The National Peace Council (NPC) has expressed concern that Sri Lanka could lose benefits such as the GSP plus tariff concession and the USD 480 million MCC grant if it unilaterally withdrew from the UNHRC resolution signed in Geneva in 2015.
The full text of the NPC statement is as follows:
Among the plethora of promises made by the presidential candidates is one that Sri Lanka will withdraw from the UNHRC resolution it co-signed in Geneva in 2015. This was an international commitment made in an assembly of 46 other countries. If Sri Lanka were to unilaterally withdraw from its commitments made to the UNHRC by rejecting the co-sponsored resolution, this is likely to have international repercussions that isolate the country. It will also create fear within the country that the negative practices of the past will re-emerge. The Sri Lankan state and successor governments need to respect international bodies and treaties and truly live up to its role as a member of a universal fraternity within a rules-based
One of the positive benefits of agreeing to co-sponsor the UNHRC resolution in 2015 was that Sri Lanka regained access to the economic benefits of the GSP plus tariff concession from the European Union. It has also enabled Sri Lanka to access the USD 480 million MCC grant from the United States. Such benefits are likely to be placed in jeopardy in the event of a unilateral withdrawal from international commitments which will diminish the economic resources to improve the people’s standard of living which most of the election promises are directed towards.
The UNHRC resolution sets out the process of reconciliation that Sri Lanka will undertake in the aftermath of three decades of war. The President and his government need to ensure, among others, continued support to the Office of Missing Persons in its efforts to locate the missing in the North, East and the South and also ensure that the Office of Reparations resolves the issues of people affected by the war and pay compensation in an equitable manner.
The National Peace Council calls on the presidential candidates and the political parties they represent to present their vision of a political solution that includes all ethnicities and religions, and to publicly pledge that the impunity that prevailed in the past will not re-emerge to violate human rights. Whichever candidate wins, the outcome of the presidential election must be one that gives hope about the future in which the human rights of all sectors and all communities are protected and nurtured.

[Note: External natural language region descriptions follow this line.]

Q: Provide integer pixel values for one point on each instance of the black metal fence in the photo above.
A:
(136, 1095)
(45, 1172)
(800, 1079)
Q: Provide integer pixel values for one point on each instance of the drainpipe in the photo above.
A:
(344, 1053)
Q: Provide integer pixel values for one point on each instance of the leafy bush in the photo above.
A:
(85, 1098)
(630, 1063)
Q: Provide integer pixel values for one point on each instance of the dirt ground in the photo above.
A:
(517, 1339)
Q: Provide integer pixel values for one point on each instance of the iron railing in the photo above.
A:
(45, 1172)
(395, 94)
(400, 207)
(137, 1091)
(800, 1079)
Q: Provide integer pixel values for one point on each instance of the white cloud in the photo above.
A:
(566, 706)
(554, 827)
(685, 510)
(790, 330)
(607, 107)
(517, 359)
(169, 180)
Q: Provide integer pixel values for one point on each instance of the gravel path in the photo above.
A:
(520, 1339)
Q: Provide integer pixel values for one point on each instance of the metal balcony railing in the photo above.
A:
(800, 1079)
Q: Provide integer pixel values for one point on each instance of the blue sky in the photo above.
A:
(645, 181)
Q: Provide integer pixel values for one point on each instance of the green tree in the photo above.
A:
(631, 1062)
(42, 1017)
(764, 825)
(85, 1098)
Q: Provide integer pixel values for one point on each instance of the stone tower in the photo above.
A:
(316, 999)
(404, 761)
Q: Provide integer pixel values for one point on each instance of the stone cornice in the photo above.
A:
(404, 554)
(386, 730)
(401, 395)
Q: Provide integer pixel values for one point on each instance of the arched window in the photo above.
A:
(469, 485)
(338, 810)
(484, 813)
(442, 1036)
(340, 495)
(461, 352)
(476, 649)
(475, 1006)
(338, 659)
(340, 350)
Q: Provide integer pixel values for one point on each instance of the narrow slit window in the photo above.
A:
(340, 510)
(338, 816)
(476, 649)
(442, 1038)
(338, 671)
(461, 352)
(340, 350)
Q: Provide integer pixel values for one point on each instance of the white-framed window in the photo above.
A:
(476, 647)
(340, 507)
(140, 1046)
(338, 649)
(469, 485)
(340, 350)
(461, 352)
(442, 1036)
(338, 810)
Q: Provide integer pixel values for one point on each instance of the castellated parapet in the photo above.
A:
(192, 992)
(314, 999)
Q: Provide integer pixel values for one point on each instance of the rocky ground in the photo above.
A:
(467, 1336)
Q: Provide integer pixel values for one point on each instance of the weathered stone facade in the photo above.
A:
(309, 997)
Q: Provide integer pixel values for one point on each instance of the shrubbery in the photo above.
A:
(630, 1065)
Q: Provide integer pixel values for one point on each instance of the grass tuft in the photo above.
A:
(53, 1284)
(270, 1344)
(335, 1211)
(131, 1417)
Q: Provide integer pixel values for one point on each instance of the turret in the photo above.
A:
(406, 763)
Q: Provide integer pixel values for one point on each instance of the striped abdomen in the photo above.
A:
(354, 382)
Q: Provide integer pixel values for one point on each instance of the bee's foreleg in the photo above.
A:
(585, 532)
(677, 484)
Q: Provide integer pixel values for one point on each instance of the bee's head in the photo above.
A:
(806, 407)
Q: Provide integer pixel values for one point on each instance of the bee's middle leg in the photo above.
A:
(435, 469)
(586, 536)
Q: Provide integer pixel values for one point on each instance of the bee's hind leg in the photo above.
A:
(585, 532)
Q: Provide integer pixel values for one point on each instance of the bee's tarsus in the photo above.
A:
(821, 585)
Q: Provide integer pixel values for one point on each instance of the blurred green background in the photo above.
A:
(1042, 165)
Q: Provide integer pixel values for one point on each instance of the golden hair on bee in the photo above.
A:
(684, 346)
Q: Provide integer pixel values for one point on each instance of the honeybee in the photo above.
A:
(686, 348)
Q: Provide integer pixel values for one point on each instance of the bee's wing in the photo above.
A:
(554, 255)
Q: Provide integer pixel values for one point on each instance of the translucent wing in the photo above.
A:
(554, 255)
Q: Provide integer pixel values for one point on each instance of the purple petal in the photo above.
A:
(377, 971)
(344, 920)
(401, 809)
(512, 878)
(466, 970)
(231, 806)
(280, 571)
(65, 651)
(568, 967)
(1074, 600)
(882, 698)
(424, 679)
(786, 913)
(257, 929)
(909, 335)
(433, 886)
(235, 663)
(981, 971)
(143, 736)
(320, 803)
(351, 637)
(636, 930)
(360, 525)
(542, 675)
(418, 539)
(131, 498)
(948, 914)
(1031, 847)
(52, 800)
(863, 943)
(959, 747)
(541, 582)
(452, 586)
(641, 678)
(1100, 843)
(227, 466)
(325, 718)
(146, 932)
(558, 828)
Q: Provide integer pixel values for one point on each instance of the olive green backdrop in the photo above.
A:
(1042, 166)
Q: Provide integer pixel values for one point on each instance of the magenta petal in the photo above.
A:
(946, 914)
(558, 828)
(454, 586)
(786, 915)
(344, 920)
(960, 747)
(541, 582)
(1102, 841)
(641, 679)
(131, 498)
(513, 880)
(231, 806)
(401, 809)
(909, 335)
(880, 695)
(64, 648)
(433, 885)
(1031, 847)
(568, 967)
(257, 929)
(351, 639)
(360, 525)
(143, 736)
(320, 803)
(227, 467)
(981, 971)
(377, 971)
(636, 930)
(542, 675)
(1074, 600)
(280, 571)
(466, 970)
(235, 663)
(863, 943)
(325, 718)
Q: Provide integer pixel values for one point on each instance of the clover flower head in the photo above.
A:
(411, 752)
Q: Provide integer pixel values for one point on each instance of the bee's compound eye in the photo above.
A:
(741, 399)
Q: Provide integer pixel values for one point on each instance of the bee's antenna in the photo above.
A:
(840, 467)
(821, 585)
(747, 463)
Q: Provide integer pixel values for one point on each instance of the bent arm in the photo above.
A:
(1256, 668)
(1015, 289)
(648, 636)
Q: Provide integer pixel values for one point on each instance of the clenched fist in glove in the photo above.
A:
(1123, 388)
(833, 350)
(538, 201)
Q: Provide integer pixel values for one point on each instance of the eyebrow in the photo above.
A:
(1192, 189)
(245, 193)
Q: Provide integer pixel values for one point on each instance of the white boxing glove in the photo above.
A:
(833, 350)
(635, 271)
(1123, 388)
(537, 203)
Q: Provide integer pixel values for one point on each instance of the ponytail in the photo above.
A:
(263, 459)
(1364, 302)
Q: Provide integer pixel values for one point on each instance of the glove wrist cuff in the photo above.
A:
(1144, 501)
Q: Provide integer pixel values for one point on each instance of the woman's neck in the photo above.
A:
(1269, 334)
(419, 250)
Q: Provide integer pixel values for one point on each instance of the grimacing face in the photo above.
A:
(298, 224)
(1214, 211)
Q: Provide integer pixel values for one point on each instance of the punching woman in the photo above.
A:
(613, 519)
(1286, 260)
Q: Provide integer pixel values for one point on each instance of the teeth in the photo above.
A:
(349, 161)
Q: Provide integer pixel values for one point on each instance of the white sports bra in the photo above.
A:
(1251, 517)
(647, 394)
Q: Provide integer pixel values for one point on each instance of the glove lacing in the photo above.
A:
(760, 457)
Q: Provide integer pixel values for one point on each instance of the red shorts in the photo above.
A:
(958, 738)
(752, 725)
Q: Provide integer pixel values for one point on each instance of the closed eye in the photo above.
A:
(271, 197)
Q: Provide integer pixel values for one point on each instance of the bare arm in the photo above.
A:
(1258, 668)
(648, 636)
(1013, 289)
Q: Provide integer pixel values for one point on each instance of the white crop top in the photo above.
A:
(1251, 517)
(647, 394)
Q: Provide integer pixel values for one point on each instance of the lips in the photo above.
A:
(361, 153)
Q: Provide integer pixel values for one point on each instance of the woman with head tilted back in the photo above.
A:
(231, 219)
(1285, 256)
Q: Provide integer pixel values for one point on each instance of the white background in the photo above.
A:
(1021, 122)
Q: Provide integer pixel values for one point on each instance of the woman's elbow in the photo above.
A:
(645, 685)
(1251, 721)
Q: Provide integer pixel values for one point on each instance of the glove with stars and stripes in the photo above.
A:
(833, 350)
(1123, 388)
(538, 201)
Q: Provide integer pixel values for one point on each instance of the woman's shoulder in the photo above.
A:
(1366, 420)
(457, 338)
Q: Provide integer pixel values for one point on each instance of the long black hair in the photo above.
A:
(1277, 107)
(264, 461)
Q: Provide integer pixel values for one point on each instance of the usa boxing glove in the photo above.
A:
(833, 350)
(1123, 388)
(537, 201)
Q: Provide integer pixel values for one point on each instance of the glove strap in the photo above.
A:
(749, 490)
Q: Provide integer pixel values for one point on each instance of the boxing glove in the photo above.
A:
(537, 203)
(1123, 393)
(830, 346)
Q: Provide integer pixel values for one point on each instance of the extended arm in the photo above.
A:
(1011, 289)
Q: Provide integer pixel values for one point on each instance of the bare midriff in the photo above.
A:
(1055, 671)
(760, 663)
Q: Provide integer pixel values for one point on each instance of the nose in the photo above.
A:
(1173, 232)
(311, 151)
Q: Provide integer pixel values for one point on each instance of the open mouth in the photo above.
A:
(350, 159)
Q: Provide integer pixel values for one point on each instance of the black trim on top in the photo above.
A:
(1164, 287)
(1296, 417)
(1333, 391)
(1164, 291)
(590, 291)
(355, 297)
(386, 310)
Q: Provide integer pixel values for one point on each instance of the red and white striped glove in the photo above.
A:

The National Peace Council is an independent and non partisan organization that works towards a negotiated political solution to the ethnic conflict in Sri Lanka. It has a vision of a peaceful and prosperous Sri Lanka in which the freedom, human rights and democratic rights of all the communities are respected. The policy of the National Peace Council is determined by its Governing Council of 20 members who are drawn from diverse walks of life and belong to all the main ethnic and religious communities in the country.